Personal details
- Born: 20 March 1926 Musan County, North Hamgyong Province, North Korea
- Died: 7 July 2014 (aged 88)
- Citizenship: North Korean
- Party: Workers' Party of Korea

Military service
- Allegiance: North Korea
- Branch/service: Korean People's Army
- Rank: Daejang (General)

Korean name
- Hangul: 전병호
- Hanja: 全炳浩
- RR: Jeon Byeongho
- MR: Chŏn Pyŏngho

= Jon Pyong-ho =

North Korean general (1926–2014)

Jon Pyong-ho (20 March 1926 – 7 July 2014) was a North Korean officer and politician who served as the Chief Secretary of the Korean Workers Party (KWP) Committee of the North Korean Cabinet, and director of the DPRK Cabinet Political Bureau before his retirement in 2010. Jon was described as the 'Chief architect of North Korea's nuclear programme'. Jon was a general of the Korean People's Army and a close adviser to the late Kim Jong Il.

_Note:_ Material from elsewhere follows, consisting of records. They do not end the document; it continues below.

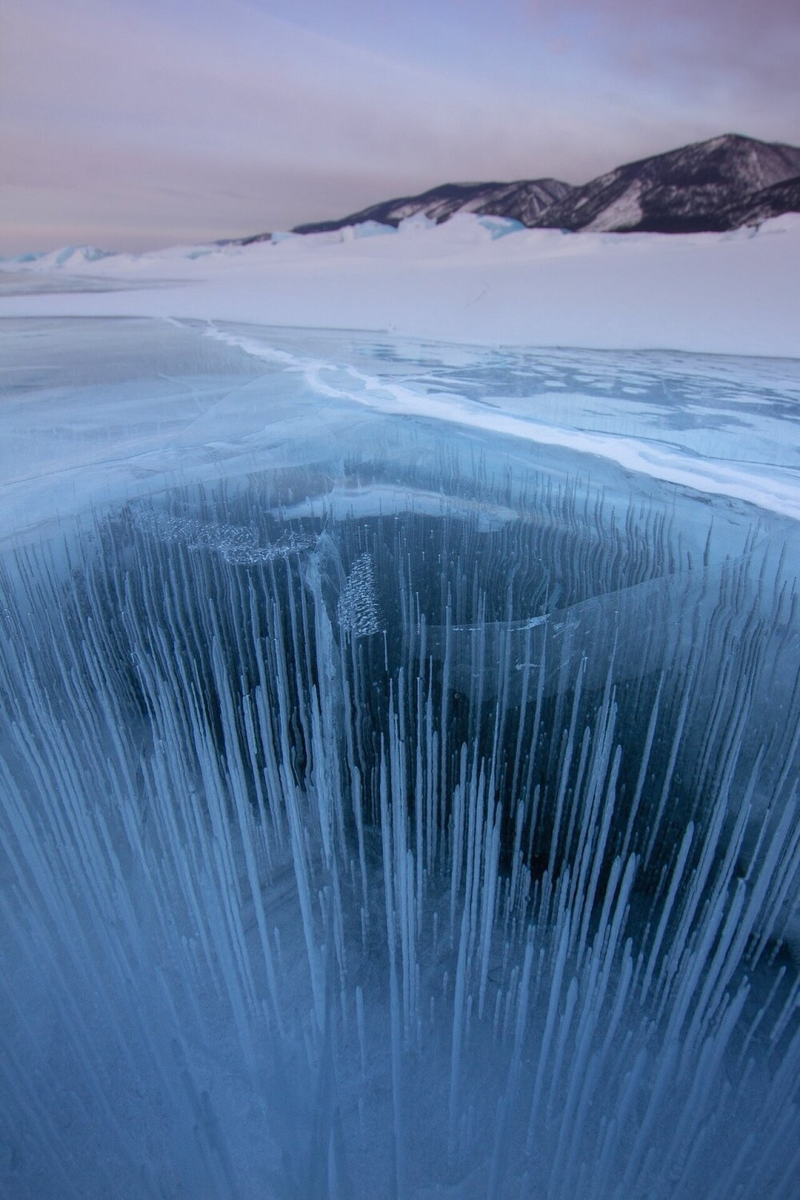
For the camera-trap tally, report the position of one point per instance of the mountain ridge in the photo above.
(709, 186)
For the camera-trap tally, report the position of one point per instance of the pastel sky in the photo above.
(134, 124)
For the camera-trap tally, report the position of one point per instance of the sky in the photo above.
(138, 124)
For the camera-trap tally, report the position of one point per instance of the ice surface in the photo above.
(398, 768)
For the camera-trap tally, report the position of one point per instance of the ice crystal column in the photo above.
(379, 855)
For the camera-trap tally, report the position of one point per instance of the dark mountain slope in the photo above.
(522, 201)
(691, 190)
(770, 202)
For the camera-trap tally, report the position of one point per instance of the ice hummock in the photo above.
(404, 810)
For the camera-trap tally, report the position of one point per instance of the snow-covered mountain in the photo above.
(770, 202)
(707, 186)
(522, 201)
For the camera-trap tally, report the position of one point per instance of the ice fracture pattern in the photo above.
(422, 823)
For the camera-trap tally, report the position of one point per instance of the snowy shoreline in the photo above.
(468, 281)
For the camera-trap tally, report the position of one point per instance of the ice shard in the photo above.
(419, 822)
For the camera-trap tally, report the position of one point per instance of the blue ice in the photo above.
(398, 797)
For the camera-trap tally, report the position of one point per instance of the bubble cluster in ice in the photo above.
(358, 606)
(235, 544)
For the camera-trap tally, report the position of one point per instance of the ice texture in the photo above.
(392, 805)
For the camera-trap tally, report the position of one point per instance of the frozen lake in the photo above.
(400, 767)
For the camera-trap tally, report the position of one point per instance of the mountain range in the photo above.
(708, 186)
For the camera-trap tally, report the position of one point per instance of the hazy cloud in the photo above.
(155, 123)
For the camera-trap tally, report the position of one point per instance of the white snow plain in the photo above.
(470, 280)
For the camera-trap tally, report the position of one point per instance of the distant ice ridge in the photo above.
(421, 856)
(770, 487)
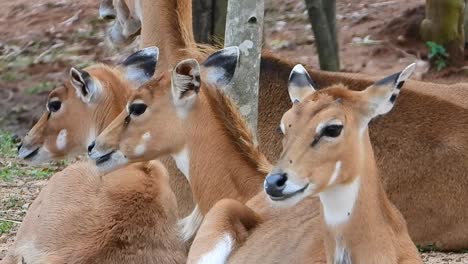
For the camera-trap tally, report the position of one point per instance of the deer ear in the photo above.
(382, 95)
(86, 87)
(219, 67)
(185, 84)
(300, 84)
(141, 65)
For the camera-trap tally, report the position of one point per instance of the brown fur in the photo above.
(82, 217)
(429, 150)
(223, 165)
(81, 121)
(374, 231)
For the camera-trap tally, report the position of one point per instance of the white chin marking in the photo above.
(336, 173)
(61, 141)
(182, 160)
(220, 253)
(116, 161)
(292, 201)
(338, 202)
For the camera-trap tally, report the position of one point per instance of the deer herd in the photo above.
(176, 176)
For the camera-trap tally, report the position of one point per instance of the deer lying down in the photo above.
(420, 148)
(80, 109)
(327, 153)
(127, 216)
(160, 120)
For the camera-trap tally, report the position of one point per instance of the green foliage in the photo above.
(437, 55)
(40, 88)
(5, 227)
(7, 145)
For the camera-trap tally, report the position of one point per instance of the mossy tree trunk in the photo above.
(444, 25)
(244, 28)
(322, 16)
(209, 20)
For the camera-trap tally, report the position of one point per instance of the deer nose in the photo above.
(275, 184)
(19, 146)
(91, 146)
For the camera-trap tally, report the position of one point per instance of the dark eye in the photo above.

Jon played a key role in the production and development of North Korean defense industry for more than four decades before retiring in 2011. Jon supervised the development of the country's long-range ballistic missile programmes and was involved with its first test of a nuclear device in 2006 directly. Jon was reported to help broker a deal with Pakistan during the 1990s that gave North Korea critical technology for its uranium enrichment programme in exchange for North Korea's missile technology. Jon was sanctioned by the United Nations as a result of his involvement in the country's nuclear and missile weapons programmes.

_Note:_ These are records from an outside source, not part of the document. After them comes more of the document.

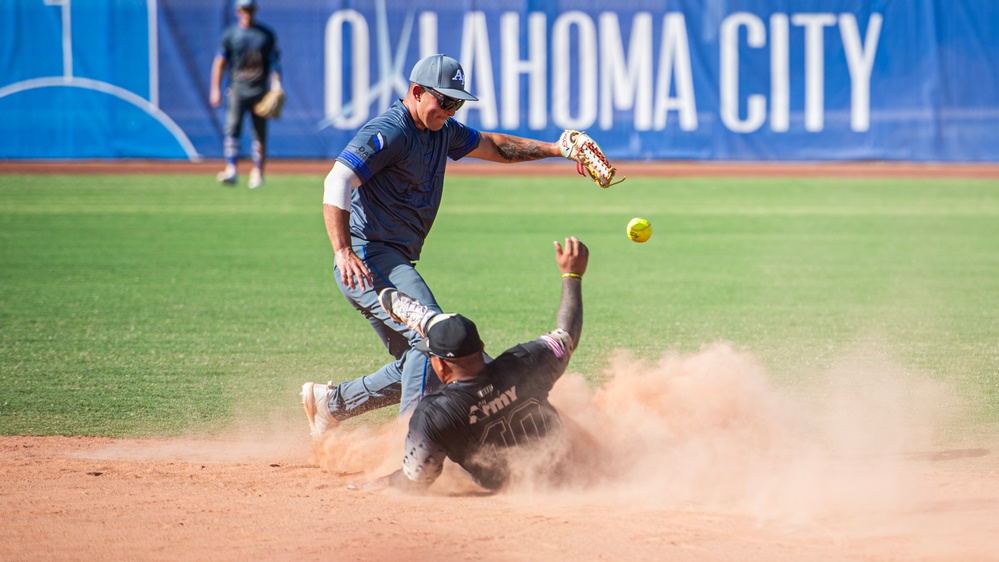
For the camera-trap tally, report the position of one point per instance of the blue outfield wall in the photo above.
(914, 80)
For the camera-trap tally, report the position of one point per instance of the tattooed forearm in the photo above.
(514, 149)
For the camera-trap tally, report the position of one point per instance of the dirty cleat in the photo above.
(316, 400)
(405, 309)
(256, 178)
(228, 176)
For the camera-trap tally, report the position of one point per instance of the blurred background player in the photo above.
(250, 52)
(380, 200)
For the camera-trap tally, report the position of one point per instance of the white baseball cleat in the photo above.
(229, 175)
(316, 400)
(256, 178)
(405, 309)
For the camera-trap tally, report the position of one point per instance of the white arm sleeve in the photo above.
(338, 186)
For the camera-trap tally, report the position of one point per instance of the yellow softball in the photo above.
(639, 229)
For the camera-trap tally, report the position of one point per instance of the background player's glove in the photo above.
(270, 105)
(590, 159)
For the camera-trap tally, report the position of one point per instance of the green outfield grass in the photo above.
(145, 305)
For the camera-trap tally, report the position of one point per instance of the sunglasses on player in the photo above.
(446, 103)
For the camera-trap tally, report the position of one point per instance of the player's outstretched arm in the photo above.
(572, 260)
(337, 190)
(497, 147)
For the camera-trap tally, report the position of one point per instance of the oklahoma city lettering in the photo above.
(581, 72)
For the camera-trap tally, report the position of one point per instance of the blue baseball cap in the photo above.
(443, 74)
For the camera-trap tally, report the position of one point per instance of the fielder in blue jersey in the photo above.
(380, 201)
(250, 51)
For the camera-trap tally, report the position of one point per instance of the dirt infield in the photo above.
(66, 498)
(471, 167)
(692, 458)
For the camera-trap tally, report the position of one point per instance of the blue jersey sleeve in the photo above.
(464, 139)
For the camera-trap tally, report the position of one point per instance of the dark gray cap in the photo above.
(442, 73)
(450, 336)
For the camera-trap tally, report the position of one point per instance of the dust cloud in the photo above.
(708, 431)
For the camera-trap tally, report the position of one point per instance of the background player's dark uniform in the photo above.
(476, 422)
(251, 54)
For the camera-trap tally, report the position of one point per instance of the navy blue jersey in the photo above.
(402, 177)
(476, 422)
(252, 54)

He was born in Musan County, in North Hamgyong Province, and was educated at the Ural Engineering College in the Soviet Union, where he graduated in 1950. He has since held a number of positions within the North Korean military and government, and was appointed member of the National Defense Commission in February 2009. In December 2011, he was named as one of the members of the funeral committee for the late supreme leader Kim Jong Il. He has been described as "a talented writer with an excellent knowledge of policy and process."

==Death and funeral==
On 7 July 2014 Jon Pyong-ho died of acute myocardial infarction at the age of 88. He was awarded a state funeral, attended by Kim Jong Un.

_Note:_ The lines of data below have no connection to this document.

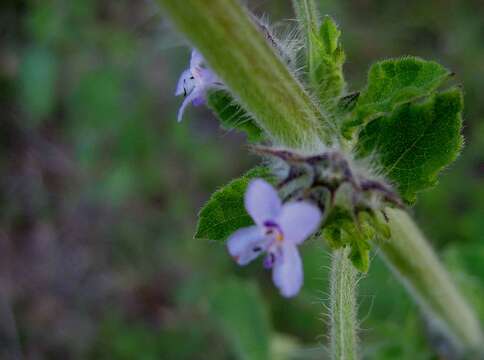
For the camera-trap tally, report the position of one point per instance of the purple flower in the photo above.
(279, 229)
(195, 82)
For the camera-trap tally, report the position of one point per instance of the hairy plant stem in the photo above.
(236, 50)
(343, 307)
(412, 259)
(232, 45)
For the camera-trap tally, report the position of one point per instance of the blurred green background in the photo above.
(100, 189)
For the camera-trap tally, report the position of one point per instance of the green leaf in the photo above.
(415, 142)
(233, 116)
(342, 229)
(394, 82)
(240, 310)
(326, 70)
(224, 212)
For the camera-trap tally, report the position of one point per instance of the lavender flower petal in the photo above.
(181, 86)
(246, 244)
(288, 273)
(298, 220)
(262, 201)
(191, 97)
(196, 59)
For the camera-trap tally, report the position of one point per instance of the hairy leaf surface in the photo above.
(394, 82)
(224, 213)
(415, 142)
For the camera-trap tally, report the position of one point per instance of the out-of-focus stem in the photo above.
(412, 259)
(343, 307)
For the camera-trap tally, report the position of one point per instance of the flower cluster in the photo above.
(195, 82)
(278, 230)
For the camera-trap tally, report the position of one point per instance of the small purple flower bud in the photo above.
(195, 82)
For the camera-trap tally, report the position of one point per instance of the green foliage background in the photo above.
(100, 190)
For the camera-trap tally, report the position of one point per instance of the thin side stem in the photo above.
(412, 259)
(344, 342)
(308, 17)
(237, 51)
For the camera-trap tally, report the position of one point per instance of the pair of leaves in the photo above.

The funeral commission of Jon Pyong-ho, chaired by Kim Jong Un, was composed of the following individuals:

1. Kim Jong Un
2. Kim Yong-nam
3. Pak Pong-ju
4. Hwang Pyong-so
5. Ri Yong-gil
6. Hyon Yong-chol
7. Kim Ki-nam
8. Choe Tae-bok
9. Choe Ryong-hae
10. Pak To-chun
11. Yang Hyong-sop
12. Kang Sok-ju
13. Ri Yong-mu
14. O Kuk-ryol
15. Kim Won-hong
16. Kim Yang-gon
17. Kim Phyong-hae
18. Kwak Pom-gi
19. O Su-yong
20. Choe Pu-il
21. Ro Tu-chol
22. Jo Yon-jun
23. Ri Il-hwan
24. Kim Man-song
25. Han Kwang-bok
26. O Il-jong
27. An Jong-su
28. Kim Jong-im
29. Kim Jung-hyop
30. Han Kwang-sang
31. Hong In-bom
32. Kim Kyong-ok
33. Ri Jae-il
34. Choe Hwi
35. Jon Il-chun
36. Jong Myong-hak
37. Kim Hi-taek
38. Kang Kwan-il
39. Hong Yong-chil
40. Hong Sung-mu
41. Jang Chang-ha
42. Rim Chun-song
43. Pyon In-son
44. So Hong-chan
45. Pak Yong-sik
46. Ryom Chol-song
47. Jo Kyong-chol
48. Yun Tong-hyon
49. Kang Phyo-yong
50. Kim Hyong-ryong
51. Kim Hyong-sik
52. Ri Pyong-chol
53. Kim Chun-sam
54. Kim Yong-chol
55. O Kum-chol
56. Pak Jong-chon
57. Kim Jong-gwan
58. No Kwang-chol
59. Tong Yong-il
60. Ri Chang-han
61. Ri Yong-ju
62. Ri Gyu-man
63. Jong Yong-hak
64. Kim Thae-gu
65. Rim Un-guk
66. Kim Su-hak
67. Pak Gwan-bok
68. Yun Pyong-gwon
69. An Ji-yong
70. Ju Dong-chol
71. Choe Jae-bok
72. Kim Su-gil
73. Tae Jong-su
74. Pak Tae-song
75. Ri Man-gon
76. Jon Sung-hun
77. Pak Yong-ho
78. Pak Tae-dok
79. Kim Chun-sop
80. Pak Jong-nam
81. Ri Sang-won
82. Kang Yang-mo
83. Rim Kyong-man
84. Jo Chun Ryong
85. Ju Kyu-chang
86. Choe Chun-sik
87. Ri Je-son
88. Yu Jin
89. Ri Song-hak

== Awards and honors ==
A frame displaying Jon's decorations was placed at the foot of his bier during his funeral.